Categories
Uncategorized

WordPress CMS : Developer Notes

Working presently to migrate a large (2000+ pages, 10gb images) travel blog from a bespoke PHP CMS to WordPress.

Over last 15 years task of developing, updating and maintaining the handwritten CMS has become burdensome and time consuming.

There is a dependency on me as developer being only person who knows architecture / codebase.

Migrating to WordPress makes sense for a number of reasons – developers, administrators and content creators worldwide are familiar with the platform.

There is a healthy marketplace for commercial and freely available plugins, themes and tooling along with a choice of hosting providers.

WordPress is the internet’s most widely deployed CMS with estimated 65% market share

A few developer notes on implementation / architecture –

Posts / Pages

Aren’t these the same thing – content? Isn’t WordPress now a generalised content management platform rather than being specific to blogs?

Posts are displayed chronologically having URLs in form /<year>/<month>/<day>/<post-name> but otherwise posts and pages have the same a data model, right?

Shouldn’t tables post and page be merged into a new table “wp_content” – with content-type field to distinguish different page types?

Content Tree / URL Index

WordPress organises content hierarchically using parent – child database relation with each tier representing URL segments /<tier-1>/<tier-2>/…

This makes searching for content by URL relatively inefficient. Large sites might also encounter wp_posts.page_name namespace collisions

Rendering a content tree requires a recursive SQL or application code algorithm to “walk the tree”.

Why not decouple wp_posts.page_name and store as fully qualified URL in an index table?

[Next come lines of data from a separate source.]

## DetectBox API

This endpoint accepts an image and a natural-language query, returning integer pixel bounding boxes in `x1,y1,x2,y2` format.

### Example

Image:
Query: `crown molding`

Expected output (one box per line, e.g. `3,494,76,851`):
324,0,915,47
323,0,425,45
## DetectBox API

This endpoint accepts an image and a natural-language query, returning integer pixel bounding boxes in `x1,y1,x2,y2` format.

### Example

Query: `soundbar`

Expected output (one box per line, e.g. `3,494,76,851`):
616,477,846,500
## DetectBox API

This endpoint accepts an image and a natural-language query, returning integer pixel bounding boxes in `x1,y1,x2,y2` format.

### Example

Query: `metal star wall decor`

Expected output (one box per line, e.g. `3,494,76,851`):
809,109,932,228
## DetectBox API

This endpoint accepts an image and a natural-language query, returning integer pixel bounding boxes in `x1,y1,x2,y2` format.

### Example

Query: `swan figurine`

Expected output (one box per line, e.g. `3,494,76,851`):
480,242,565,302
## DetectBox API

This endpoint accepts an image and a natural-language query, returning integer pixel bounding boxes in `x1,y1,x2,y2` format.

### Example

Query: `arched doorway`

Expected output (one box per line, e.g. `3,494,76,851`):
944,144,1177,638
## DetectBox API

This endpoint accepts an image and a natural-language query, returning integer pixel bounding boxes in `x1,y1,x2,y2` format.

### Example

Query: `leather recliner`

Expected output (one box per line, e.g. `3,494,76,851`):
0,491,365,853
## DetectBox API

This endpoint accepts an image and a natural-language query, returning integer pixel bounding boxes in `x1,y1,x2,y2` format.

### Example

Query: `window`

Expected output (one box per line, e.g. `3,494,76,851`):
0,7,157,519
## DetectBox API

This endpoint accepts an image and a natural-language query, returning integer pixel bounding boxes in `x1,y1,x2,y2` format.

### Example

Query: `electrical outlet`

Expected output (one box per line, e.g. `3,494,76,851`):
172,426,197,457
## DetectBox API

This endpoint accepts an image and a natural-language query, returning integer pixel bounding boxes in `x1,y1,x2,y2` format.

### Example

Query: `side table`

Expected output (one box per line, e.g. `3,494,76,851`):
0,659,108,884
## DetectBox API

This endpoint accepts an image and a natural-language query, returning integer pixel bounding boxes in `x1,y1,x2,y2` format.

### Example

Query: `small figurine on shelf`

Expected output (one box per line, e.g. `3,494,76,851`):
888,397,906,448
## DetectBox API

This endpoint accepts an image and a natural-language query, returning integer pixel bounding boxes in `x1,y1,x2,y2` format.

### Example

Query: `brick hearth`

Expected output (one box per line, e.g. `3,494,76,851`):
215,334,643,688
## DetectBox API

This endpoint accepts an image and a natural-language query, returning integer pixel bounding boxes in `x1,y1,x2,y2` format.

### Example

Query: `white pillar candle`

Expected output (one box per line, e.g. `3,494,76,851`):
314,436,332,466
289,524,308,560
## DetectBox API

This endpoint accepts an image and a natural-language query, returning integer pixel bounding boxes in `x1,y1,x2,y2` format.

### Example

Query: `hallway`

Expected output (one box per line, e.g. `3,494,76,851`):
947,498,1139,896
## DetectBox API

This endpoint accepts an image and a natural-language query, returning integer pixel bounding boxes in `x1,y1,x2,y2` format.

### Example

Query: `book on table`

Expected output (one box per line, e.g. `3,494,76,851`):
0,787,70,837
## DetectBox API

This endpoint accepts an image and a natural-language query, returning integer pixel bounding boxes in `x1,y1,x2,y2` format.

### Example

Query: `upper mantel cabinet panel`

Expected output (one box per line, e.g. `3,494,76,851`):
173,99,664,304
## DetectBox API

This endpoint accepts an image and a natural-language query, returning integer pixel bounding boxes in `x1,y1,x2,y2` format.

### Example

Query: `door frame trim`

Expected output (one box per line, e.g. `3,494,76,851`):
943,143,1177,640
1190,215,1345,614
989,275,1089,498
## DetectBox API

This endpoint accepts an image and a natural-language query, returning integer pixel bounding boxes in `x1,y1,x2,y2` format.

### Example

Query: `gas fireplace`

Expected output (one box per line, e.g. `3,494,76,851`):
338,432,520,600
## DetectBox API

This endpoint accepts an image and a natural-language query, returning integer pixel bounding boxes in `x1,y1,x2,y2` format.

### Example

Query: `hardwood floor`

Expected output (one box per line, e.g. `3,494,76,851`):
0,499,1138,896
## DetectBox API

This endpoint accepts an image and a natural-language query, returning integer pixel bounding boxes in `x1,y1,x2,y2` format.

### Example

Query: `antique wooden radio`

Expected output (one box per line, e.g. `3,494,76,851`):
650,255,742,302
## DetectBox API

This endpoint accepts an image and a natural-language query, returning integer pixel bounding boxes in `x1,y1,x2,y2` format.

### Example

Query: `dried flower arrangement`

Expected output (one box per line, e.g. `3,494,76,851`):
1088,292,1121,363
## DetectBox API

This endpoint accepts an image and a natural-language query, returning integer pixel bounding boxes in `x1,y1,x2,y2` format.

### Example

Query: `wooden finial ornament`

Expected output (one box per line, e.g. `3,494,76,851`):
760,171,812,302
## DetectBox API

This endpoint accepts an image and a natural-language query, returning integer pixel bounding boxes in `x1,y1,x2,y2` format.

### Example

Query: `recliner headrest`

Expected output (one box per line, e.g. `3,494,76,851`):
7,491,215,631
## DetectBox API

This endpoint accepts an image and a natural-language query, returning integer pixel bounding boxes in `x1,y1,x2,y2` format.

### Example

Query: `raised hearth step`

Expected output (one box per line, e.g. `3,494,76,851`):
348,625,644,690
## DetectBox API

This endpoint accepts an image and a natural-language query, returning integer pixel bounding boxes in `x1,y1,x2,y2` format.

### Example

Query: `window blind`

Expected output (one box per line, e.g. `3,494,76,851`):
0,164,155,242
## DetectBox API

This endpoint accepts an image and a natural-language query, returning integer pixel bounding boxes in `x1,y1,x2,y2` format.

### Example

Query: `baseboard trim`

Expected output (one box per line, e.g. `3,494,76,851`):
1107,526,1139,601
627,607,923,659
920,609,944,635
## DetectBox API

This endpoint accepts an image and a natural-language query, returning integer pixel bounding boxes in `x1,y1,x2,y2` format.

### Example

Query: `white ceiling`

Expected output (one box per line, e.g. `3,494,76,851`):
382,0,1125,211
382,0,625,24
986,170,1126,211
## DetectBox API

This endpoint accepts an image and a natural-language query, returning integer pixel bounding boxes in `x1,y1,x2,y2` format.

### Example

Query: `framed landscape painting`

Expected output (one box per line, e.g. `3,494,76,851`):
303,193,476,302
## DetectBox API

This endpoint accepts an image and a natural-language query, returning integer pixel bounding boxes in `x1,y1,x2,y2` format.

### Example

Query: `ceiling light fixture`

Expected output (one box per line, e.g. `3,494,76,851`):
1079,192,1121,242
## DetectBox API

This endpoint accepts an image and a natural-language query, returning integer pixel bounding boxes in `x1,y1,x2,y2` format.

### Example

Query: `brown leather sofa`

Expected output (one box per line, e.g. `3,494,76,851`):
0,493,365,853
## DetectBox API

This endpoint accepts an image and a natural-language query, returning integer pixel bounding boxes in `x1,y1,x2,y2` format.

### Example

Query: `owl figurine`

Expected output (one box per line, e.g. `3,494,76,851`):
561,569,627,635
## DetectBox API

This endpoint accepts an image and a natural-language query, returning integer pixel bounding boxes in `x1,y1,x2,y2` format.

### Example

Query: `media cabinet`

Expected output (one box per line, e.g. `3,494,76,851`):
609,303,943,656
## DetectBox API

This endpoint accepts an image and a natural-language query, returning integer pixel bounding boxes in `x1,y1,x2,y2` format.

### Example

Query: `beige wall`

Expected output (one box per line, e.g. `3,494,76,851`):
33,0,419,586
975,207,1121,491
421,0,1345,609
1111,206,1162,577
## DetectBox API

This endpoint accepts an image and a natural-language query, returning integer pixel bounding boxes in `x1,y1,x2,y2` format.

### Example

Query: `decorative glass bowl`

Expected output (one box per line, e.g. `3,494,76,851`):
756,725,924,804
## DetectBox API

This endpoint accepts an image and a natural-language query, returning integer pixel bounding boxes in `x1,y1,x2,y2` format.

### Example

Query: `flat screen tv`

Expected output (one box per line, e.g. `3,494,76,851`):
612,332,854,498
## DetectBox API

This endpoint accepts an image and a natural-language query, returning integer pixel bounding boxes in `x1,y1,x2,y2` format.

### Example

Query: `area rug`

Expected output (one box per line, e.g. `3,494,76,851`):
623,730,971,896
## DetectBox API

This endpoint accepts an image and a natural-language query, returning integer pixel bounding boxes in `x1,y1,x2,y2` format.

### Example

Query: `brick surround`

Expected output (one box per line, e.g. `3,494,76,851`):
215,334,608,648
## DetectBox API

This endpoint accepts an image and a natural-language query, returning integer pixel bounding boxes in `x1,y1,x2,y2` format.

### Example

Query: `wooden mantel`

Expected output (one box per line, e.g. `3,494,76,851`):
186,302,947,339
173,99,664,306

                      Table "public.url_index"
   Column    |          Type          |  
-------------+------------------------+-----------+-----
 content_id  | integer                | 
 url         | character varying(256) | 

-- SQL to retrieve all pages under /blog/2023
select
 c.id,
 c.title,
 c.content,
 i.url
 from wp_content c, wp_url_index i
where c.id = i.content_id
and i.url like '/blog/2023%'
order by i.url asc, c.id asc

Parent / child relation is no longer required – by publishing a page under a specific URL parent hierarchy is implicit and can be determined simply be traversing URL segments.

Having a URL index table makes retrieving one or groups of pages very low cost and efficient as a b-tree index can be added to url_index.url

Database Optimisation

To my mind WordPress core requires only three tables and fields could be simplified significantly:

wp_content: <id>,<title>,<content>,<author-id>,<created-date>,<last-updated>, <content-type>, <version-id>
wp_metadata: <content-id>,<metadata-key>, <metadata-value>, <metadata-type>
wp_url_index: <content-id>,<url>

Metadata is a generalised key/value store linked to content by id.

Any structured metadata relating to a page can be maintained – Plain text (integers, floats (albeit as text), varchar) JSON, serialised PHP objects even JPEG encoded images.

Ok, lets consider a query for posts having extended metadata representing price from – to field:

select 
 mk.content_id,
 mvf.metadata_value,
 mvc.metadata_value,
from 
wp_metadata_key mk,
wp_metadata_value_float mvf,
wp_metadata_value_varchar mvc,
where mk.metadata-type = "price"
and mk.id = mvf.metadata-key-id 
and mk.id = mvc.metadata-key-id 
and mvf.metadata-value BETWEEN "30" AND "50"

Metadata in this scenario has container for varchar() but also one for float field enabling numerical queries.

Version ID

By maintaining version id field alongside content or metadata application can automatically determine appropriate implementation to retrieve, render or update.

Version ID beyond describing WordPress version number could also specify this metadata is stored as format serialised JSON or this is a serialised PHP 5 object – over time as application evolves different implementations can be supported even concurrently.

Conclusion

We appreciate making changes to any codebase having grown organically through time is not trivial – especially when a large market of 3rd party plugins / tools are based on current implementation and would potentially need to mirror changes in their own new versions.

Planning a smooth migration path is not an easy undertaking. But on the other side, optimisations at architecture level bring significant benefit increasing application performance, lowering computational resource costs, make application code easier to work with and allow the platform to scale efficiently.